Panoptes intercepts library calls to the GPU in order to maintain bookkeeping information about the state of the GPU, including device code. This permits on-the-fly instrumentation of existing programs without recompilation.

This functionality is currently demonstrated by providing a memory checking functionality similar to Valgrind's memcheck tool for CUDA that instruments device code so that it can continue to run on the GPU, maintaining the parallelism that may have necessitated the use of GPUs in the first place.

Panoptes is open source software, licensed under the GPLv3. For more information see COPYING.


The Panoptes interposer depends on Boost, CUDA, cmake, and Valgrind (for its hooks). The testsuite shares the same dependencies as well as Google's googletest framework (http://code.google.com/p/googletest/).

CMake should locate the appropriate packages to generate the Makefiles necessary to build Panoptes. A working CUDA-compatible GPU is required for the tests to work.

Using Panoptes

To run a CUDA program under Panoptes (for demonstration purposes, named "my_cuda_program"):

panoptes ./my_cuda_program

libpanoptes.so needs to be in the ordinary library search path (LD_LIBRARY_PATH).


Panoptes is a research code base that has not achieved a complete implementation of CUDA. Notable limitatations (and the rationale for them) currently include:

  • Mapped memory accesses from the GPU. Panoptes currently reports to callers of cudaGetDeviceProperties the flag canMapHostMemory to be zero.
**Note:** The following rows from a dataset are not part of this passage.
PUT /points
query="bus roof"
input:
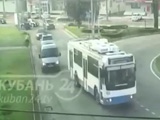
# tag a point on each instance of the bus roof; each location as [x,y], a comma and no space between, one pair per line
[99,49]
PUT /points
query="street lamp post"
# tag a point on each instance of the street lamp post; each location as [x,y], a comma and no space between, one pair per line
[92,19]
[107,10]
[4,12]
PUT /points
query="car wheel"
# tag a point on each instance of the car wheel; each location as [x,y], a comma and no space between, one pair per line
[76,81]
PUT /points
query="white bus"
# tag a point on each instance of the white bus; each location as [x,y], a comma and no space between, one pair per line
[103,70]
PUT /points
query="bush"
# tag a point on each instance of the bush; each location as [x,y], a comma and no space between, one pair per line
[88,30]
[72,24]
[148,30]
[115,27]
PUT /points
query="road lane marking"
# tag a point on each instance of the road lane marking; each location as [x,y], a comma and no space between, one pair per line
[151,68]
[32,76]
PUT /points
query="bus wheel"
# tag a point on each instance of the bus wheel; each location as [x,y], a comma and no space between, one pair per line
[76,81]
[96,95]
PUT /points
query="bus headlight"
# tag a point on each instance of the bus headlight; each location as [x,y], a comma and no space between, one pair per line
[57,62]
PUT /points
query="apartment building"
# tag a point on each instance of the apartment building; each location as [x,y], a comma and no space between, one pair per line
[143,7]
[114,6]
[32,5]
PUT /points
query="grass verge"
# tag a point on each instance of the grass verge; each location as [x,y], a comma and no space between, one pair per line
[15,62]
[11,36]
[16,93]
[75,30]
[127,33]
[157,63]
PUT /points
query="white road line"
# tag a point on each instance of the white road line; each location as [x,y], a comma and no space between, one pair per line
[32,76]
[153,113]
[151,64]
[147,109]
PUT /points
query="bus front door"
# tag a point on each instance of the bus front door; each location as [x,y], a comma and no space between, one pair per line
[85,74]
[71,63]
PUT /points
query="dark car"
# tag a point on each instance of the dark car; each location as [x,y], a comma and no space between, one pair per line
[40,32]
[25,26]
[48,24]
[33,22]
[2,21]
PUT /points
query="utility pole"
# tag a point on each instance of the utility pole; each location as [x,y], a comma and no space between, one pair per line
[92,19]
[17,12]
[4,11]
[107,10]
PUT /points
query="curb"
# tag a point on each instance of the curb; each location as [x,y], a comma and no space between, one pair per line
[70,33]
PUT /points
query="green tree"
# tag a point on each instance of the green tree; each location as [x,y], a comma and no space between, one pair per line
[155,4]
[4,11]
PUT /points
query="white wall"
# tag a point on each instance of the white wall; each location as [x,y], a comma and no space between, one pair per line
[113,8]
[9,6]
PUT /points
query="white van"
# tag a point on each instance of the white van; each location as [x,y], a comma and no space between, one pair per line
[50,57]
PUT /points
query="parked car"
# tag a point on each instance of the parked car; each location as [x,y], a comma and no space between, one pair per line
[45,15]
[136,17]
[40,32]
[35,15]
[49,24]
[2,21]
[25,26]
[46,39]
[50,57]
[33,22]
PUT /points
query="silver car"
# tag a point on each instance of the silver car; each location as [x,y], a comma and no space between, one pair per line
[50,57]
[46,39]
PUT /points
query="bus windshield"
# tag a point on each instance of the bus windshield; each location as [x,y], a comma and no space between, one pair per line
[119,79]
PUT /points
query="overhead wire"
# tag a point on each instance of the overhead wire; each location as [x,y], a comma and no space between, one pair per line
[79,114]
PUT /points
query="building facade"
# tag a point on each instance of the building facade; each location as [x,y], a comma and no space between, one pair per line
[143,7]
[32,5]
[114,6]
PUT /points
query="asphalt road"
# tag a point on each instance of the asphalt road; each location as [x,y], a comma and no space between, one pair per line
[65,98]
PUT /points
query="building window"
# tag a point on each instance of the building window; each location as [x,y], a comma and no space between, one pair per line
[93,66]
[135,5]
[78,57]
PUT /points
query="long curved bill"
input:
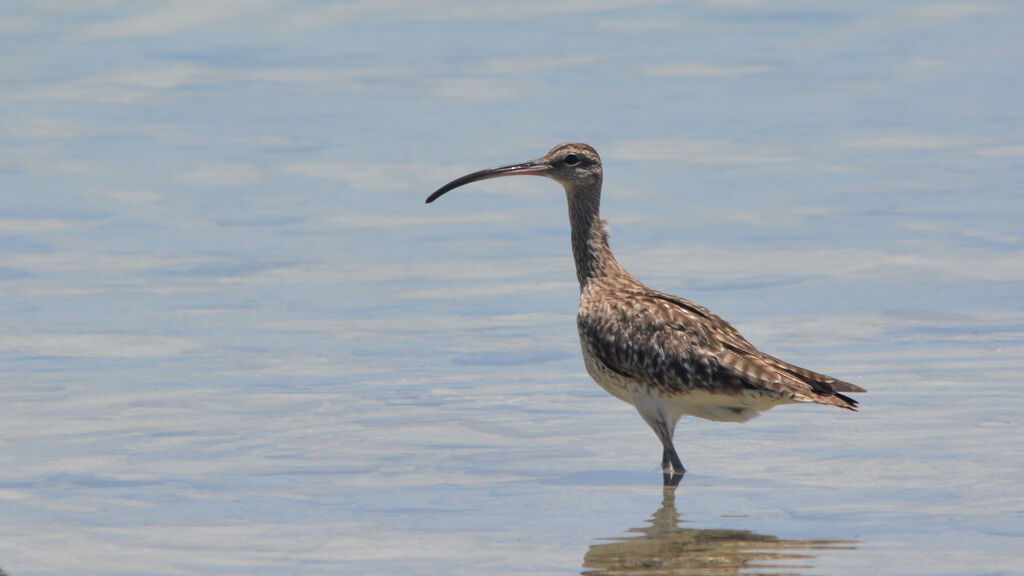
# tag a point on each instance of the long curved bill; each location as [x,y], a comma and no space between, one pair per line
[536,167]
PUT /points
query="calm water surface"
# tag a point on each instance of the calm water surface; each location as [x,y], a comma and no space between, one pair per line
[235,340]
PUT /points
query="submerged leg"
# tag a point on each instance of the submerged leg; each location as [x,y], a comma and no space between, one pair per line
[672,466]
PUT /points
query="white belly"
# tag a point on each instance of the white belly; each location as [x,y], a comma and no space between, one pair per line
[697,403]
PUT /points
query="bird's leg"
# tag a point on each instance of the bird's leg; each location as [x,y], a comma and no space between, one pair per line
[672,466]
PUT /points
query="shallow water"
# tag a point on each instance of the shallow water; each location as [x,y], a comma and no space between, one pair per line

    Supporting direct access requires we maintain two sets of validity bits, one for the device and one for the host, keeping the state of the two sets reasonably consistent.
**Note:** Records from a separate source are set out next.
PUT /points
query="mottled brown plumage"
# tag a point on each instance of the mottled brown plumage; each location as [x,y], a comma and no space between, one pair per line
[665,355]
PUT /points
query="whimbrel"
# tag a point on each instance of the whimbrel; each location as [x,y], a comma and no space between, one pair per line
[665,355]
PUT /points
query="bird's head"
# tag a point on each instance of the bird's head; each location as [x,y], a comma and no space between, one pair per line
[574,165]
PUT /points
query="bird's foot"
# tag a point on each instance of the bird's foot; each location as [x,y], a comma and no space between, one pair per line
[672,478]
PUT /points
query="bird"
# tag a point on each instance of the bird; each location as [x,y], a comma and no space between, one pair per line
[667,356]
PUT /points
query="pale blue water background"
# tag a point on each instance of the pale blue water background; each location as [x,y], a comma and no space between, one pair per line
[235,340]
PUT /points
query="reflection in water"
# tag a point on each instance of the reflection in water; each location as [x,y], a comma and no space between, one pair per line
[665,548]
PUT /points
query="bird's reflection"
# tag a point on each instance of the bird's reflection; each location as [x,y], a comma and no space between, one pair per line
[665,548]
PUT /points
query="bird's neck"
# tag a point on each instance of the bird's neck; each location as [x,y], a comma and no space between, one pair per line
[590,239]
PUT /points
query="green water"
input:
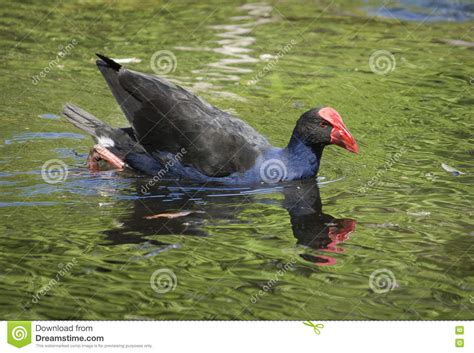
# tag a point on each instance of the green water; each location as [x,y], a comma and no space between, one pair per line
[82,249]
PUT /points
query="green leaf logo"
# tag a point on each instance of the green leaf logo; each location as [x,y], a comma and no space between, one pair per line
[19,333]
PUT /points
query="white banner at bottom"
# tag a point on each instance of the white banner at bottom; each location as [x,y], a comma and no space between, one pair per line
[237,336]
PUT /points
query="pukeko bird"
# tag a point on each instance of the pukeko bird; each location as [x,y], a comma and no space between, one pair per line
[176,134]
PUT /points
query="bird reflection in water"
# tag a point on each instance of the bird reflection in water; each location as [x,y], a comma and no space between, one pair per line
[314,230]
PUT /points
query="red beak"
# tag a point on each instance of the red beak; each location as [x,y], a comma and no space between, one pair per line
[340,135]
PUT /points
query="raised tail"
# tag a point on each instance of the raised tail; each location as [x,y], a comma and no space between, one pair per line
[111,72]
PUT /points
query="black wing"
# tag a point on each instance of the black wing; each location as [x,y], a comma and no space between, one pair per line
[168,118]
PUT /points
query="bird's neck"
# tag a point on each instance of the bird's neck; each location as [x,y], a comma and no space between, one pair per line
[304,159]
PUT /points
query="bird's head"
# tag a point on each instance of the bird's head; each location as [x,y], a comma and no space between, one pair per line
[319,127]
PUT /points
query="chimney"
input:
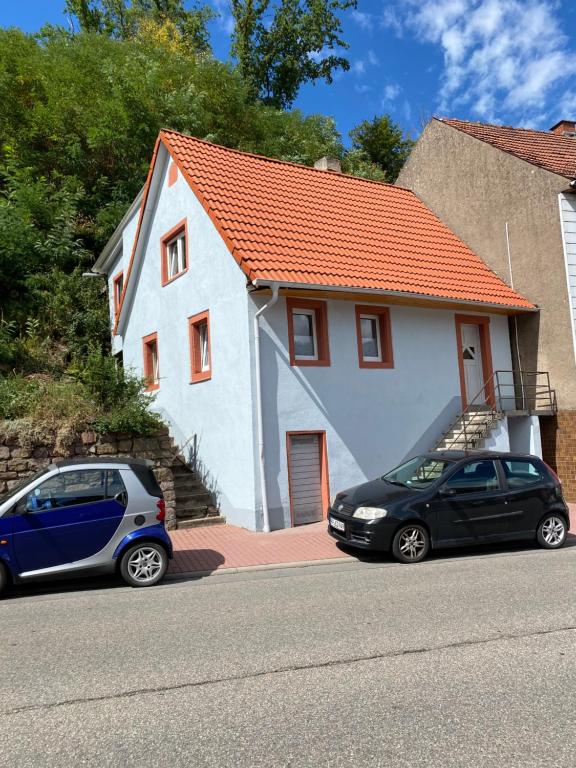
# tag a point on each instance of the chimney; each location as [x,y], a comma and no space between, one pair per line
[565,128]
[328,164]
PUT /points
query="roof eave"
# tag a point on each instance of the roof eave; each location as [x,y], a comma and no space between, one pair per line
[102,262]
[506,308]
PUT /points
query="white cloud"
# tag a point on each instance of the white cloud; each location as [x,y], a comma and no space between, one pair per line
[391,92]
[364,20]
[500,56]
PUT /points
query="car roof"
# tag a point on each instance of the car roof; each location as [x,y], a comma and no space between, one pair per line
[472,454]
[125,460]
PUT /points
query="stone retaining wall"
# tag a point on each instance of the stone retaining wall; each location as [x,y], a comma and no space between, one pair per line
[20,459]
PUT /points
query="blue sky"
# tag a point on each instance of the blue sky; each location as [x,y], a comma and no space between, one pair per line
[503,61]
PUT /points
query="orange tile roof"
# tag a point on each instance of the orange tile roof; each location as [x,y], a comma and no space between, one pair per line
[552,151]
[290,223]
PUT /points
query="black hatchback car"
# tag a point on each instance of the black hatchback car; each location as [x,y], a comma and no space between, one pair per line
[453,498]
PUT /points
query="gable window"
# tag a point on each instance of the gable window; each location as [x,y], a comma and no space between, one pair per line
[174,253]
[118,287]
[200,354]
[151,361]
[308,332]
[374,337]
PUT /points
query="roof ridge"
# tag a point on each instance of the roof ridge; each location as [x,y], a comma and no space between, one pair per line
[284,162]
[449,120]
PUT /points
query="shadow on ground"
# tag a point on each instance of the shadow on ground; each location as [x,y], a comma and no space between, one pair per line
[366,556]
[205,561]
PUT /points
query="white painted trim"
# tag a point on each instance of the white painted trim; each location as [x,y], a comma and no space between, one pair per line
[561,197]
[257,283]
[110,250]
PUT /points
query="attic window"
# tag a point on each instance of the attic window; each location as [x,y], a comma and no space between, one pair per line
[174,253]
[307,332]
[151,361]
[374,337]
[200,353]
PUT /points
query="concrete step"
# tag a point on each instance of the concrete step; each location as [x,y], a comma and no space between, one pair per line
[200,522]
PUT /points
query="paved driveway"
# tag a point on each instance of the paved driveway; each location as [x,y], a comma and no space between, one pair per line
[226,546]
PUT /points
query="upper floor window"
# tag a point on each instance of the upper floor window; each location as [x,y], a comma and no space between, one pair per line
[307,332]
[174,252]
[151,361]
[374,337]
[118,287]
[200,353]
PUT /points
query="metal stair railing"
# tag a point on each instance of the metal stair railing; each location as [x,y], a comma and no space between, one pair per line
[530,397]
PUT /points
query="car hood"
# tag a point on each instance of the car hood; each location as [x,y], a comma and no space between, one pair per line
[376,493]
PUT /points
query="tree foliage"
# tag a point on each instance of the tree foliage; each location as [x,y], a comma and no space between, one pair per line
[186,28]
[280,49]
[85,108]
[383,143]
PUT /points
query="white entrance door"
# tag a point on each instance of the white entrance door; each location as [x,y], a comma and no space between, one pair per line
[472,361]
[306,478]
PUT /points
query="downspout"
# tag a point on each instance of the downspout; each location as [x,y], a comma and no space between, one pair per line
[273,300]
[520,371]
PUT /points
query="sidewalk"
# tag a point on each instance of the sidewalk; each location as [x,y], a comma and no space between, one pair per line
[222,547]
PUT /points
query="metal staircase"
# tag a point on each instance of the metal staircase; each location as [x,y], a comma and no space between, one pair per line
[506,393]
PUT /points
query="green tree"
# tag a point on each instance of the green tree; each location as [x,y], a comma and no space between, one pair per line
[382,143]
[148,18]
[280,49]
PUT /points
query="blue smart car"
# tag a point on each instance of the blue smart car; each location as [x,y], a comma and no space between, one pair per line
[85,515]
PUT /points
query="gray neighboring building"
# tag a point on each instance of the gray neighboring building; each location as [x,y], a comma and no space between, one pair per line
[509,193]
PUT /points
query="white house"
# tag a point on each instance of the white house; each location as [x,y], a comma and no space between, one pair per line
[309,329]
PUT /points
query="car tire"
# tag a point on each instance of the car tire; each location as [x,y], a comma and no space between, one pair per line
[4,579]
[552,531]
[411,543]
[144,564]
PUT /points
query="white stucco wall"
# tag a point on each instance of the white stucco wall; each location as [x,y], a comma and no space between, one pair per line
[373,418]
[524,432]
[218,411]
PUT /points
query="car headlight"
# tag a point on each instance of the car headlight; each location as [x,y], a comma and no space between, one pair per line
[370,513]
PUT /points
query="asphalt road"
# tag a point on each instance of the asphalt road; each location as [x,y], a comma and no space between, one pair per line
[459,661]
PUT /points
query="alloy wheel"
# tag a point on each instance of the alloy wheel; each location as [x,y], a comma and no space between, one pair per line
[412,543]
[145,564]
[553,531]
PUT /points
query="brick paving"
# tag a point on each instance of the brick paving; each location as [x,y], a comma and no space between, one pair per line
[227,546]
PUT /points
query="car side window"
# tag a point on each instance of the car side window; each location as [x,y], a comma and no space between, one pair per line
[67,489]
[521,472]
[475,477]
    We could make the host "authoritative," exposing the validity bits for mapped regions stored by Valgrind directly to the device. Doing so would require tight coupling with Valgrind's internals as well as likely patching Valgrind to disable its compression technique for validity bits (as Panoptes uses 1:1 bit level shadowing).

    We could make the device authoritative. Upon a kernel launch, we would need to speculatively transfer any dirty, host-stored validity bits out of Valgrind and onto the device. Upon a host access, we would have to load the validity bits off of the device and place them into Valgrind.
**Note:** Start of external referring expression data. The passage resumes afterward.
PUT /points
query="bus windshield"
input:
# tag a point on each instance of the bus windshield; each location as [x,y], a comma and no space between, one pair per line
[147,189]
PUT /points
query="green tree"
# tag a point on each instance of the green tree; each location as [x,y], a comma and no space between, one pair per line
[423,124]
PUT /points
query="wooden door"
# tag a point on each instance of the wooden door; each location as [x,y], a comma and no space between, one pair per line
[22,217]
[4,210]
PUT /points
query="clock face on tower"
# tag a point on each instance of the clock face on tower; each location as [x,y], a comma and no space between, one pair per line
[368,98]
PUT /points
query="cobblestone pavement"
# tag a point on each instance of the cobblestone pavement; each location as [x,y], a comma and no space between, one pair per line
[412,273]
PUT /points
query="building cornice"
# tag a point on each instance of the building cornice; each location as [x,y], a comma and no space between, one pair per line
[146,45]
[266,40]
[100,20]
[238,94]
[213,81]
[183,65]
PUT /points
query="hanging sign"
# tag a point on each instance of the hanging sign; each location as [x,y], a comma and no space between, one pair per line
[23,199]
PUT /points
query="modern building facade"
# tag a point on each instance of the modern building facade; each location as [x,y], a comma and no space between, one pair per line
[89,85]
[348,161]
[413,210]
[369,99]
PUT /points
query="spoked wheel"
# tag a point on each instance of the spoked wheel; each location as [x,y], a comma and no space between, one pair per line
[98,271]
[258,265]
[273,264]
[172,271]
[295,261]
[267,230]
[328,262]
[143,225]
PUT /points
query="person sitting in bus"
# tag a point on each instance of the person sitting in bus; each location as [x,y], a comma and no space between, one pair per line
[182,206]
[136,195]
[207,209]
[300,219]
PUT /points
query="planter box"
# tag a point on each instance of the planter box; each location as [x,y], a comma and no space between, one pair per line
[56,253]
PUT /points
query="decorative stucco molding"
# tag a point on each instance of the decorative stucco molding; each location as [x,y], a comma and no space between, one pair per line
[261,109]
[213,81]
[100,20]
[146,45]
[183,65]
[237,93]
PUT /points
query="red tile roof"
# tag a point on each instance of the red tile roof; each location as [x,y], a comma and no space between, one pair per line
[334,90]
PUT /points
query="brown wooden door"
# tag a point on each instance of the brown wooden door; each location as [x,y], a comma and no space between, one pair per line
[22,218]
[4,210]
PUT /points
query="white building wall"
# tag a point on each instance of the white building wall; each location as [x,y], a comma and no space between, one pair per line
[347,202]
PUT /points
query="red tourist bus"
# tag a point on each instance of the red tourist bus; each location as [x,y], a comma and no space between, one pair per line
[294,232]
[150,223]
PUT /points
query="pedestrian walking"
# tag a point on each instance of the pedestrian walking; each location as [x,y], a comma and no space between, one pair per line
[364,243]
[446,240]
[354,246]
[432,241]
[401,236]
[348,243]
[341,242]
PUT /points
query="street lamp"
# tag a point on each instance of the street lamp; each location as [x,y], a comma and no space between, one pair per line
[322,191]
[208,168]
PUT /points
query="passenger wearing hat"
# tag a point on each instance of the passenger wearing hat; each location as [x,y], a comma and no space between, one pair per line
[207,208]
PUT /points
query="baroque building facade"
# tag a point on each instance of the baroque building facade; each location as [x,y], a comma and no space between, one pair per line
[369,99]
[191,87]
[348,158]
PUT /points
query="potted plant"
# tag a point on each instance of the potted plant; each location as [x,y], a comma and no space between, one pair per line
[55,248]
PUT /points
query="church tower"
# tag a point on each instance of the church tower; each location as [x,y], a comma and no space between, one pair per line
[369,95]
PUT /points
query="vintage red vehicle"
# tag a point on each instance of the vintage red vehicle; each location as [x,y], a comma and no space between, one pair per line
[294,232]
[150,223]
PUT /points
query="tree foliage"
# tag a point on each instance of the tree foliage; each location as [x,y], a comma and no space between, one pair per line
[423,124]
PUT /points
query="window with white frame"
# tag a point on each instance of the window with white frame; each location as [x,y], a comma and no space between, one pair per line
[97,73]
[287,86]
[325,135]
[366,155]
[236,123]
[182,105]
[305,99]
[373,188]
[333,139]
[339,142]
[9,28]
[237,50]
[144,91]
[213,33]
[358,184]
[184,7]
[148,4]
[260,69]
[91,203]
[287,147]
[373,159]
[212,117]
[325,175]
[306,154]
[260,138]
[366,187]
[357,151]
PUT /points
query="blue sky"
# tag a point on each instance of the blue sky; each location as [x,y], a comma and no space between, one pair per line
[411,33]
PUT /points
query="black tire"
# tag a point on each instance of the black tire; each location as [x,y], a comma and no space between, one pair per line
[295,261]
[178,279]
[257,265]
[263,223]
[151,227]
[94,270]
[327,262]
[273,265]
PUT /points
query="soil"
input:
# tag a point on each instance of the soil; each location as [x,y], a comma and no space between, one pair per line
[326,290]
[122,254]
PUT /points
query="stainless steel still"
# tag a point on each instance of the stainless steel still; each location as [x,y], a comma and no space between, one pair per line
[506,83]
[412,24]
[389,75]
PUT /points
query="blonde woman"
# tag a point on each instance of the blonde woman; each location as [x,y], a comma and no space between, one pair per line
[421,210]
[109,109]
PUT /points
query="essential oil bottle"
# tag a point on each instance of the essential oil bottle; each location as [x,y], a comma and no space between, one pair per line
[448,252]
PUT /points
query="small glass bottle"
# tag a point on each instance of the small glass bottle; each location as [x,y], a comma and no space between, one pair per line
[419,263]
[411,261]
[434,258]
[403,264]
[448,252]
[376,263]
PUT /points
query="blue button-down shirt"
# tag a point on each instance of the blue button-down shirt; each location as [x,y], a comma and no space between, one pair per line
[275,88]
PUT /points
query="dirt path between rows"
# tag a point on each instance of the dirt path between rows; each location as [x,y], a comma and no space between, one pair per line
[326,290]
  • Instruction support. Not all parts of the PTX instruction set are supported. Further, parts of the PTX instruction set that are supported have largely been tested by generating kernels written in C/C++ with nvcc. It is possible that there are untested edge cases that would only be exposed by use of inline PTX.

    • Surfaces: Surface support is currently being tested, but is not released.

    • Video instructions: The video instructions (vadd, vsub, vabsdiff, vmin, vmax, vshl, vshr, vmad, vset) are currently not instrumented.

Future Work

With the --tool flag, Panoptes provides support for alternate instrumentation modes.

  • hostgpu: This instrumentation mode translates CUDA to parallel host code on-the-fly. By using vectorized SSE/AVX instructions where possible, transformed code is able to maximize the computational throughput available from the host processor. This approach allows for a write-once, run-anywhere approach to parallel software development, exploiting the hardware resources available.

    These extensions add a series of passes during the processing of PTX code during the instrumentation process. Following basic block extraction, we identify opportunities to use native host vector instructions to provide 4- or 8-wide SIMD operations simultaneously. Where possible, code is scheduled to minimize register spills, executing the most instructions possible for a pseudowarp of 4 or 8 threads before performing a lightweight context switch to another pseudowarp. Combining host-based threads with vectorized instructions allows efficient use of host processors for parallel programs.

  • These instrumentation capabilities can be extended to data race detection, coverage analysis, and instruction-level performance measurements.